キリストの肢体(したい)(1974)

1974年10月27日 岩国教会週報
「先週説教より」コリント第一 6:12-20

(岩国教会牧師9年目、健作さん41歳)

 この聖書箇所(コリント第一 6:12-20)は、コリント教会の中の信仰の考え方をパウロが批判しているところです。パウロの論敵は、なかなか整った論理を持っています。12節の「すべての事が益になるわけではない」や13節の「しかし神はそれもこれも滅ぼすであろう」の2箇所の前には論敵の言葉が引用されています。つまり、何ものにも支配されない「人間の自由」の肯定です。そこから、「遊女と交わったからといって、自分がそれによって不自由になるわけではない」という理屈が生まれます。しかしパウロは、その自由の主張のうちに潜む自己弁護を見抜いています。そして「からだ」という言葉を8回も用いて、人間はぽつんと一人でいるものではなく、結びつきによって生かされていることを強調しています。
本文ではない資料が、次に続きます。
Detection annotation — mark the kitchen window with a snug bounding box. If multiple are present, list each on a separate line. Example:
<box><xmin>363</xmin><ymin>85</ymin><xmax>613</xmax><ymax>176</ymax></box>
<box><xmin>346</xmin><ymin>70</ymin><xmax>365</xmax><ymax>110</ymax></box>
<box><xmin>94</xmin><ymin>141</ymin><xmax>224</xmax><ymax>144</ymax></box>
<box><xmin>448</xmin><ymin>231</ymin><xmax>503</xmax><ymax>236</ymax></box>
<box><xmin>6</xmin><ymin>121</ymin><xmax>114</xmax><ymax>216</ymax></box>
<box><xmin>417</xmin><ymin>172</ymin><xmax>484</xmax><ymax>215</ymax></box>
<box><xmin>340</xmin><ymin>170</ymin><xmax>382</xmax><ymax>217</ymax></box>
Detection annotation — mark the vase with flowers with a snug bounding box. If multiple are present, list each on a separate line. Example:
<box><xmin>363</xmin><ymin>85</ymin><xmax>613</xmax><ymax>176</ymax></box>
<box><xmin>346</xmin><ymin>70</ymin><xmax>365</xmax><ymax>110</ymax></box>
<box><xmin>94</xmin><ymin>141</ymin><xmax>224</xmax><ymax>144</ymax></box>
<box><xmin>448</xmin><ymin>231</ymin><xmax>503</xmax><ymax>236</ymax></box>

そのことから自分を他とのつながりの中で(自己相対化して)生かすことを勧めます。その結びつきを見ていく土台に「代価を払って買いとられた」(6:20)という、自己中心の在り方ではない、神によってのみ創られた関係を据えます。論敵の人たちも、そのようなことを「キリストの肢体」という言葉で表現することを(15節の言葉から逆推すれば)理解としては知っていました。ただ、そのように生きていなかったのです。だからパウロは彼らに「不品行を避けよ」(6:18)と具体的な戒めを与え、戦術を教えます。私たちは、「キリストの肢体」という共同性を、たとえ自分一人で突っ走ることのできるような事柄においてさえも、「自分のからだをもって、神の栄光をあらわしなさい」(6:20)という招きとして聞き取っていきたいと思います。